Patty, vom Display ihres Smartphones in den Bann gezogen, nickte.

Albert marschierte barfuß zum Schreibtisch und loggte sich in sein E-Mail-Postfach ein. Dort hatte er eine E-Mail mit dem Anhang abrahamkadabraham-plakat.pdf. Er warf einen verstohlenen Blick auf das Papierfach des hochmodernen Druckers. Er war, wie alles andere in dieser Wohnung, teuer und auf dem aktuellsten Stand der Technik. »Hundert Stück sollten reichen«, murmelte Albert und gab den Befehl an den Computer.

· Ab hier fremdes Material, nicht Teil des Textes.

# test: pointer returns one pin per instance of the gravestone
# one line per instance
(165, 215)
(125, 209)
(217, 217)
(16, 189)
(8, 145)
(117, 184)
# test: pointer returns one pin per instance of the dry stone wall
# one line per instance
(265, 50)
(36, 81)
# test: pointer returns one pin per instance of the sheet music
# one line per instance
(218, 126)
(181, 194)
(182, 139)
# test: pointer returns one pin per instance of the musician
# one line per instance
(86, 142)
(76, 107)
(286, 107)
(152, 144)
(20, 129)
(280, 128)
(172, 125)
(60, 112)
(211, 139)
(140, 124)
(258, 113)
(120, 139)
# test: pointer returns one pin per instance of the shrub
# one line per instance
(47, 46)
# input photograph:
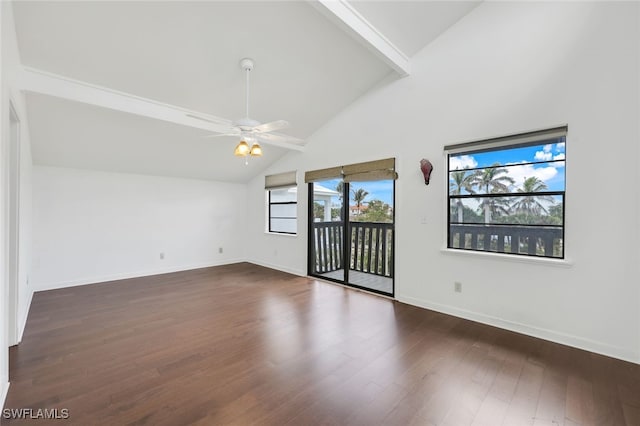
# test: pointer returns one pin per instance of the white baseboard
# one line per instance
(133, 274)
(23, 321)
(279, 267)
(541, 333)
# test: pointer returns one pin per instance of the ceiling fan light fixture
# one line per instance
(256, 150)
(242, 150)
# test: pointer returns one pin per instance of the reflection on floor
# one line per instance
(362, 279)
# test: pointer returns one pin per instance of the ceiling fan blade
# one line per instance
(279, 137)
(221, 134)
(271, 126)
(210, 119)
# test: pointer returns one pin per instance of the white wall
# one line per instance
(9, 66)
(505, 68)
(95, 226)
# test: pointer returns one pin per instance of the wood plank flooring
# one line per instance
(241, 344)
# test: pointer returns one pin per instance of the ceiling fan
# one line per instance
(250, 130)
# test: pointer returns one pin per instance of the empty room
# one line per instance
(320, 212)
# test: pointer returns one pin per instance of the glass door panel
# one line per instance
(371, 228)
(326, 230)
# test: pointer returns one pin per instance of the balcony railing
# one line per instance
(544, 241)
(371, 247)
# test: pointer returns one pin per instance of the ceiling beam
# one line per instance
(38, 81)
(350, 20)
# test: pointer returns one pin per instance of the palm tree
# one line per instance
(358, 196)
(493, 180)
(530, 204)
(461, 180)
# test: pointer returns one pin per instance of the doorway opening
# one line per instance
(351, 233)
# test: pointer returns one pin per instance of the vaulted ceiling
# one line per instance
(310, 63)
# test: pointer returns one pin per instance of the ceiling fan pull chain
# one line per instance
(247, 109)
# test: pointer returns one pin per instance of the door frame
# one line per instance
(12, 223)
(346, 241)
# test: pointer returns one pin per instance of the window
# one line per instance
(507, 195)
(282, 203)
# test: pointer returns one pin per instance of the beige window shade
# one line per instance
(281, 180)
(372, 175)
(322, 174)
(359, 172)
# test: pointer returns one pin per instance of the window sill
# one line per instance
(280, 234)
(561, 263)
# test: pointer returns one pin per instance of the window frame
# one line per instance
(270, 217)
(505, 143)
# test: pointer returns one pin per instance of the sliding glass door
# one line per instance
(351, 233)
(371, 229)
(326, 230)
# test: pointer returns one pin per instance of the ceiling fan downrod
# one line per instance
(247, 65)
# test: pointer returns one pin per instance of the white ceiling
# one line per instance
(411, 25)
(186, 54)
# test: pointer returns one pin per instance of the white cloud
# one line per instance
(462, 162)
(520, 173)
(543, 155)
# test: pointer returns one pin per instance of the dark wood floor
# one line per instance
(241, 344)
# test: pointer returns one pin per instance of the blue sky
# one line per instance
(550, 173)
(378, 190)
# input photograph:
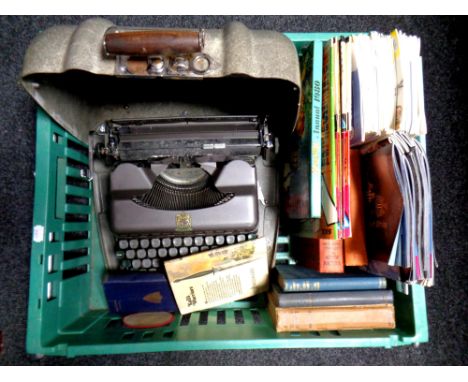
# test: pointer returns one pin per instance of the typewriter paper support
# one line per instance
(97, 79)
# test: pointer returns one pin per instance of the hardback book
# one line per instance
(135, 292)
(339, 298)
(355, 253)
(323, 255)
(302, 171)
(383, 200)
(296, 278)
(346, 114)
(359, 317)
(329, 224)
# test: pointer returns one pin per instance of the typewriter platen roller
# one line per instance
(184, 175)
(181, 154)
(183, 185)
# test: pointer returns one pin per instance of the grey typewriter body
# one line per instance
(183, 128)
(178, 186)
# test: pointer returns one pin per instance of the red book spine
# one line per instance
(323, 255)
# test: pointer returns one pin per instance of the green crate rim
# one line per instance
(76, 338)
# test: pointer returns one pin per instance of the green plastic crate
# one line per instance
(67, 309)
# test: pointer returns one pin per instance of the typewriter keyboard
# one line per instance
(149, 253)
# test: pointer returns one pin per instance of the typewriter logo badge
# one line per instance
(183, 222)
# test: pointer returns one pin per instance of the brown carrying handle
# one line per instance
(149, 42)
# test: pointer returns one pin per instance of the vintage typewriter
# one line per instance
(183, 185)
(184, 128)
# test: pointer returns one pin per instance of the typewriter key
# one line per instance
(188, 241)
(230, 239)
(123, 244)
(240, 238)
(130, 254)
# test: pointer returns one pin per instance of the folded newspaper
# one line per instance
(399, 210)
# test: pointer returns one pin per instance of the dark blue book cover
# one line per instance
(334, 298)
(295, 278)
(139, 292)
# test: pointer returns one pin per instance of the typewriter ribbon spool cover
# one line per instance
(183, 128)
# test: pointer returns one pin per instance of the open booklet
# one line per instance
(399, 210)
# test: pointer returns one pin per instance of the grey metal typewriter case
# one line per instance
(235, 71)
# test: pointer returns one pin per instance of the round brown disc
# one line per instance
(148, 320)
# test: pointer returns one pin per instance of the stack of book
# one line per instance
(304, 300)
(357, 182)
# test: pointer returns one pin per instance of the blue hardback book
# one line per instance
(295, 278)
(138, 292)
(316, 132)
(303, 172)
(334, 298)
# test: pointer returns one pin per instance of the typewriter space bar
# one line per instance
(238, 215)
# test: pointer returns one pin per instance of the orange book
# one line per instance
(356, 317)
(323, 255)
(355, 253)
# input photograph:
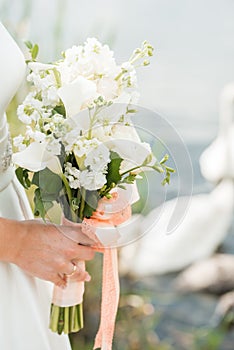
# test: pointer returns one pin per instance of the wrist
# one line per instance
(11, 233)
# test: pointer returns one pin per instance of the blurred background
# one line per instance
(176, 290)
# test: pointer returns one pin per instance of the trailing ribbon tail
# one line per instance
(110, 300)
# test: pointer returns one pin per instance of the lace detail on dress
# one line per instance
(5, 159)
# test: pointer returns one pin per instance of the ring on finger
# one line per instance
(73, 272)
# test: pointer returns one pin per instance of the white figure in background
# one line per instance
(217, 161)
(207, 220)
(26, 244)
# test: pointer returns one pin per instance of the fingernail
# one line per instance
(88, 278)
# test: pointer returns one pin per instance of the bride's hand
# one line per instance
(43, 251)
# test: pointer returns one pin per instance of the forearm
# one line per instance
(10, 230)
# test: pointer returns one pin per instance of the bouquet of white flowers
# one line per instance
(80, 143)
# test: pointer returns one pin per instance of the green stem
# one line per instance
(82, 203)
(69, 195)
(129, 171)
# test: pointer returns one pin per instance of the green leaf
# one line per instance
(41, 206)
(148, 159)
(113, 172)
(171, 170)
(49, 186)
(22, 176)
(34, 51)
(165, 158)
(91, 203)
(48, 182)
(129, 179)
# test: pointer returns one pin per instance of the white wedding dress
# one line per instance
(24, 300)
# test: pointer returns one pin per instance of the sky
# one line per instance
(193, 40)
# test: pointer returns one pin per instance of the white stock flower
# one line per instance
(98, 158)
(18, 142)
(92, 180)
(34, 135)
(76, 95)
(35, 157)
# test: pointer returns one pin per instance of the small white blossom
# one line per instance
(54, 146)
(72, 174)
(18, 143)
(98, 158)
(30, 110)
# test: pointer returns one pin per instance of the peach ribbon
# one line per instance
(110, 212)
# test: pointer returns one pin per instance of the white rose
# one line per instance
(35, 157)
(133, 153)
(75, 95)
(92, 180)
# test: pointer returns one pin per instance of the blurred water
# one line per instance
(194, 45)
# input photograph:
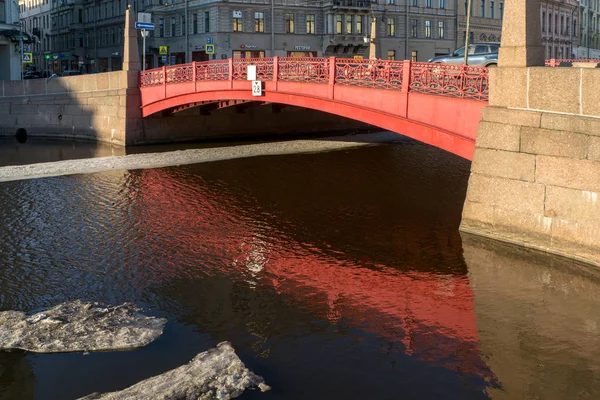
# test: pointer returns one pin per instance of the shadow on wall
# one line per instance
(89, 107)
(537, 319)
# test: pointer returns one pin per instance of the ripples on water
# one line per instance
(334, 275)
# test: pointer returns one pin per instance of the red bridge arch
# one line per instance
(434, 103)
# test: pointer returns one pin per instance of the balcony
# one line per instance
(351, 4)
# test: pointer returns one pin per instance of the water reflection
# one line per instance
(538, 321)
(334, 275)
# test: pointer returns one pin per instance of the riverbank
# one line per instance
(192, 156)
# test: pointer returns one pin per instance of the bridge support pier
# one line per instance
(535, 176)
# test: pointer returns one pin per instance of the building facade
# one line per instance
(560, 27)
(589, 46)
(10, 40)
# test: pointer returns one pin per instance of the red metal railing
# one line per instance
(436, 79)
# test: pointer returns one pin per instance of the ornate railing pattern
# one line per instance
(436, 79)
(369, 73)
(180, 73)
(300, 69)
(450, 80)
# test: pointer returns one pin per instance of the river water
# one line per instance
(336, 275)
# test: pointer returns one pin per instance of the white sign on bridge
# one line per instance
(256, 88)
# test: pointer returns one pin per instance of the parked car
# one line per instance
(32, 75)
(480, 54)
(71, 72)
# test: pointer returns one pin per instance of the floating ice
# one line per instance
(214, 374)
(79, 326)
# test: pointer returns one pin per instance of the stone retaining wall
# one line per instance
(535, 176)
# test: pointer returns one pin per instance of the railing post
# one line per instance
(332, 71)
(230, 66)
(406, 67)
(165, 80)
(275, 68)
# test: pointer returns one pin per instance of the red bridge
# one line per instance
(436, 104)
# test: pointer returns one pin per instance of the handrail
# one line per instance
(430, 78)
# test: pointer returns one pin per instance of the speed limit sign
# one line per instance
(256, 88)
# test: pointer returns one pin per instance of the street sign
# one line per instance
(256, 88)
(144, 17)
(251, 72)
(144, 25)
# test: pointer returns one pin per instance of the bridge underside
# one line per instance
(440, 112)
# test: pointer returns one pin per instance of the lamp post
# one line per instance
(467, 32)
(272, 28)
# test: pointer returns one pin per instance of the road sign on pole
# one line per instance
(256, 88)
(144, 25)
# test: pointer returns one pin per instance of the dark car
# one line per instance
(480, 54)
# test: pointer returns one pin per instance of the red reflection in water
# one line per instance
(431, 315)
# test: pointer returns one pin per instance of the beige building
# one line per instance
(559, 22)
(589, 46)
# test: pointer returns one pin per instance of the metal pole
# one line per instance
(21, 44)
(589, 32)
(144, 49)
(187, 37)
(272, 28)
(467, 32)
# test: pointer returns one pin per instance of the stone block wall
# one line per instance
(535, 176)
(92, 107)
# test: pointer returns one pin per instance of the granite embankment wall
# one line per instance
(92, 107)
(106, 107)
(535, 176)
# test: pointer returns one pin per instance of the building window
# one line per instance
(259, 21)
(289, 23)
(310, 23)
(543, 21)
(391, 27)
(338, 23)
(237, 21)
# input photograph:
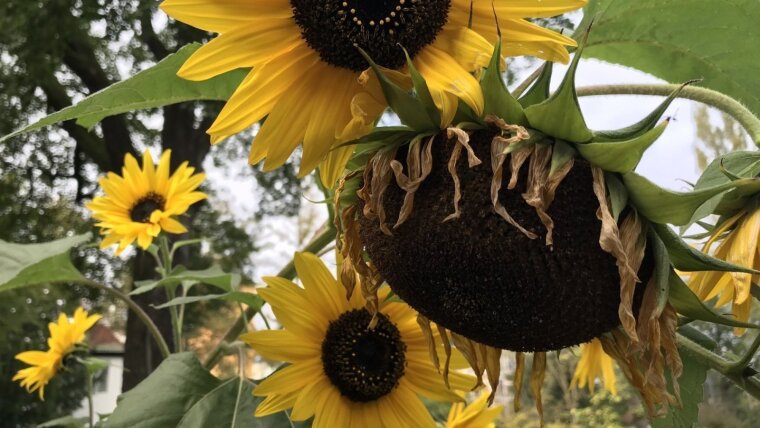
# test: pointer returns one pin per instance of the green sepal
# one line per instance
(560, 116)
(620, 156)
(688, 304)
(686, 258)
(617, 194)
(662, 269)
(539, 91)
(409, 109)
(644, 125)
(422, 90)
(562, 153)
(497, 98)
(678, 208)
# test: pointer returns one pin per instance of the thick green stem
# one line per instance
(288, 272)
(90, 406)
(737, 110)
(745, 381)
(162, 346)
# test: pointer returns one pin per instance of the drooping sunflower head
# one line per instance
(341, 371)
(142, 202)
(306, 63)
(65, 335)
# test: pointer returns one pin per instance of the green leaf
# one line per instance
(212, 276)
(539, 91)
(250, 299)
(617, 193)
(497, 99)
(231, 404)
(678, 208)
(562, 153)
(155, 87)
(688, 304)
(423, 92)
(23, 265)
(620, 156)
(182, 393)
(691, 385)
(410, 110)
(644, 125)
(678, 40)
(560, 116)
(686, 258)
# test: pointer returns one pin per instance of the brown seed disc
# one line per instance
(481, 277)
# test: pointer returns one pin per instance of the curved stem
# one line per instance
(737, 110)
(162, 346)
(287, 272)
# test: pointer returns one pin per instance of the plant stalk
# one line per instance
(288, 272)
(722, 102)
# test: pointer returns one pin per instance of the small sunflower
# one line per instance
(739, 237)
(142, 202)
(594, 362)
(64, 336)
(475, 415)
(341, 372)
(306, 67)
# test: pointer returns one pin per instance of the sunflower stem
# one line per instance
(722, 102)
(288, 272)
(745, 381)
(171, 294)
(90, 405)
(154, 331)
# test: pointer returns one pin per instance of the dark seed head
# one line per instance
(482, 278)
(142, 210)
(334, 28)
(363, 364)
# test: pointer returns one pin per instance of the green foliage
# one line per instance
(23, 265)
(181, 393)
(679, 40)
(155, 87)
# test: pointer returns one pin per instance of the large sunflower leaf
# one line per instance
(156, 86)
(620, 156)
(182, 393)
(679, 40)
(678, 208)
(688, 304)
(691, 385)
(23, 265)
(686, 258)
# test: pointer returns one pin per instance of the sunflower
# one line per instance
(739, 237)
(593, 363)
(64, 336)
(475, 415)
(141, 203)
(306, 67)
(339, 371)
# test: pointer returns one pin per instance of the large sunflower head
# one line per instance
(340, 371)
(142, 202)
(306, 65)
(44, 365)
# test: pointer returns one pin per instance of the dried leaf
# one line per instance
(537, 382)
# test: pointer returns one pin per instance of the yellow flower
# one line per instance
(140, 203)
(594, 362)
(64, 336)
(475, 415)
(343, 373)
(305, 76)
(740, 245)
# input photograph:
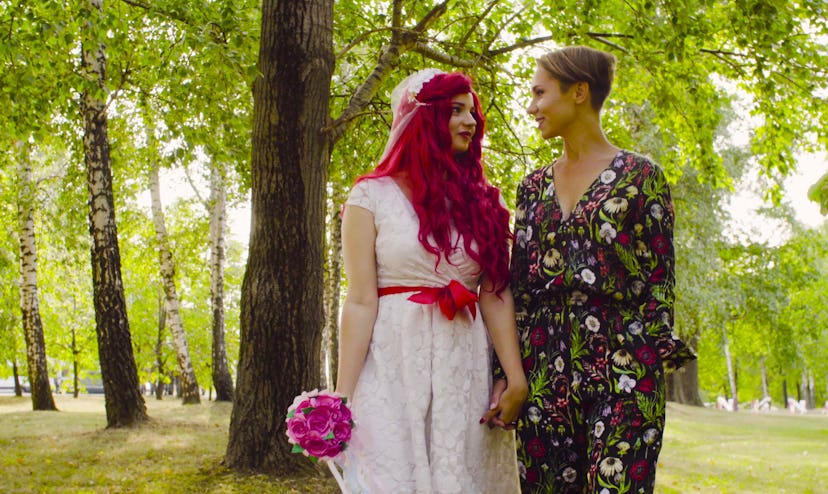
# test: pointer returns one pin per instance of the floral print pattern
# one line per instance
(594, 302)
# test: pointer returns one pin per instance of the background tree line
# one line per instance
(287, 102)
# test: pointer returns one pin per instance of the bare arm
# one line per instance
(499, 315)
(359, 311)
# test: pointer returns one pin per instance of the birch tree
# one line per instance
(41, 390)
(124, 403)
(189, 384)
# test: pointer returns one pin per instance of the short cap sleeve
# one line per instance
(361, 196)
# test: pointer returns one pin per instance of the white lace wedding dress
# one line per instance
(426, 380)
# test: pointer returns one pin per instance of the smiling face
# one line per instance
(462, 124)
(552, 108)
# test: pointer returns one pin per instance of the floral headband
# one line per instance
(417, 81)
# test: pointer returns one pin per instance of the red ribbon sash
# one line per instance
(451, 298)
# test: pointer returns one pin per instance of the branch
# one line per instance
(389, 58)
(396, 16)
(204, 203)
(599, 37)
(476, 23)
(359, 39)
(441, 57)
(517, 46)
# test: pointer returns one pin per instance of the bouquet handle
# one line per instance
(337, 476)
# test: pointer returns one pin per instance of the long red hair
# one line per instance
(449, 189)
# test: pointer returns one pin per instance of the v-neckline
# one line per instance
(568, 216)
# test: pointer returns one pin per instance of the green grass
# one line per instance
(706, 451)
(712, 451)
(179, 452)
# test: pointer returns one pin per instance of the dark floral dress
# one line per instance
(594, 301)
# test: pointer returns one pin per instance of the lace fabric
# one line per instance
(426, 380)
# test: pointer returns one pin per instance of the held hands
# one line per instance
(506, 403)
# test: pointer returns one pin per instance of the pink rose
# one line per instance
(319, 420)
(314, 445)
(333, 450)
(330, 401)
(342, 432)
(344, 413)
(306, 403)
(297, 428)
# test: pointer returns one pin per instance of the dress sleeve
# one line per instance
(654, 230)
(361, 196)
(518, 268)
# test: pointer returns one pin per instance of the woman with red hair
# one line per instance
(425, 241)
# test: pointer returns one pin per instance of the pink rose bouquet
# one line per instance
(319, 424)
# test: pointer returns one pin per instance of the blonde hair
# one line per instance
(582, 64)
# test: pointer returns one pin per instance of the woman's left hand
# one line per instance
(506, 403)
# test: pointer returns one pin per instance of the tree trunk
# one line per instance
(731, 375)
(159, 351)
(41, 391)
(330, 336)
(18, 389)
(683, 383)
(282, 315)
(218, 206)
(124, 404)
(75, 364)
(189, 383)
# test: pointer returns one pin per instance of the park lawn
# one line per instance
(179, 452)
(706, 451)
(711, 451)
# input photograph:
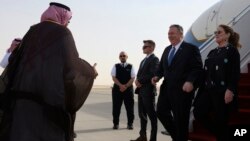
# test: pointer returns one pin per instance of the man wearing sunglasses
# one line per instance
(123, 75)
(146, 91)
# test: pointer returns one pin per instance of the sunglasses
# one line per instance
(217, 32)
(144, 47)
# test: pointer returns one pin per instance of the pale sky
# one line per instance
(104, 28)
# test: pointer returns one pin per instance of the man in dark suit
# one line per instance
(123, 75)
(181, 67)
(147, 91)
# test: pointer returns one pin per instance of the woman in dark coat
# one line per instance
(218, 96)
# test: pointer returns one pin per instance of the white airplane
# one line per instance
(235, 13)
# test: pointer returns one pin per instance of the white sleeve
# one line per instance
(113, 71)
(132, 72)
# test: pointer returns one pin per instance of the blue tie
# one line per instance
(171, 55)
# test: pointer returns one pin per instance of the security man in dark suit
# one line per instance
(123, 75)
(146, 91)
(181, 67)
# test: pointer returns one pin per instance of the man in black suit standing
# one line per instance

Eine Stunde später schob er sein Rad durch die kalten Straßen von London und brachte an Laternen und Zäunen seine Plakate an. Es waren einfache, in Word gestaltete Seiten. Er hatte überlegt, mal einen richtigen Grafiker damit zu beauftragen, aber die kosteten Geld, das er nicht besaß. Darauf prangte ein Foto von ihm in seinem Zaubereroutfit mit der Aufforderung, ihn für Kindergeburtstage, Firmenfeiern und Weihnachtsfeste zu buchen. Er war erst einmal in einem Seniorenheim aufgetreten, und da eine gebrechliche Dame bei der Konfettikanone fast einen Herzinfarkt erlitten hatte, würde er das garantiert nie wieder tun. Am Ende stand seine E-Mail-Adresse: [email protected]. Leider teilte sich sein Postfach mit seinem Bankkonto eine Eigenschaft: Es war vor allem leer.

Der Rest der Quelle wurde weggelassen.